Environment News Service (ENS)

Energy Department Sued for Wasting America’s EnergyNEW YORK, New York, May 8, 2007 (ENS) – The Natural Resources Defense Council, NRDC, and the state of Massachusetts filed parallel lawsuits Monday against the U.S. Department of Energy, DOE, for failing to strengthen weak and outdated energy efficiency standards for commercial heating and cooling equipment.

Massachusetts filed its case in the United States Court of Appeals for the First Circuit. The Natural Resources Defense Council, which is based in New York, filed a parallel challenge in the Court of Appeals for the Second Circuit.

On March 7, the DOE adopted the standards for new air conditioners, heat pumps, and similar products commonly used in offices, schools and other commercial facilities. The standards are far weaker than recommended by experts at the American Society of Heating, Refrigerating, and Air Conditioning Engineers, ASHRAE, a professional group recognized by Congress as an authority on energy efficiency.

The suits challenge DOE’s standards that allow these products to continue to waste both energy and money, and generate thousands of needless tons of air pollution, including greenhouse gases that contribute to global warming.

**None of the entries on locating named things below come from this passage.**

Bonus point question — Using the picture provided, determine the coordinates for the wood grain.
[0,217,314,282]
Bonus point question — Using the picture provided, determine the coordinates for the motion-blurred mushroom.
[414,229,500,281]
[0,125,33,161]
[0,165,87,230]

Massachusetts Attorney General Martha Coakley said, “We intend to continue to press the federal government to live up to its statutory responsibilities to address excess emissions of greenhouse gases and other air pollutants. If the federal government focused on problem solving rather than trying to avoid doing its job, we would be much closer to solving many of our environmental problems.”

“Instead of requiring less energy waste as the law requires, the Department of Energy came up with a tortured reading of the law to avoid adopting stronger minimum standards,” said Earthjustice attorney Tim Ballo, who represents the NRDC.

“The energy savings that could be had through better standards for these products are substantial; enough to eliminate the need for several major new power plants, said Ballo. “Stronger standards would curb air pollution and harmful greenhouse gases that contribute to global warming. It’s a win-win situation that, unfortunately, DOE has chosen to ignore.”

“Strong efficiency performance standards are the antidote to America’s ailing energy system,” said David Goldstein, air andenergy director for NRDC.

“Energy efficiency – a technology we have available to us right now – will help curb global warming, maximize energy savings, and protect consumers and the environment,” Goldstein said. “Technology, science and the law demand that we act now to move cleaner and greener products into the marketplace. The DOE needs take its blinders off and step out of the way of America’s progress.”

The final March 2007 rules represent an about-face from a 2006 DOE proposal to adopt the substantially stronger ASHRAE standards. The DOE claims the sudden reversal is justified by provisions of the Energy Policy and Conservation Act, but Massachusetts, Earthjustice and NRDC say the law was designed to promote more conservation, not less.

There are currently more than 100 coal-fired power plants proposed for construction across the United States. Improvements in energy efficiency can reduce the need for such power plants.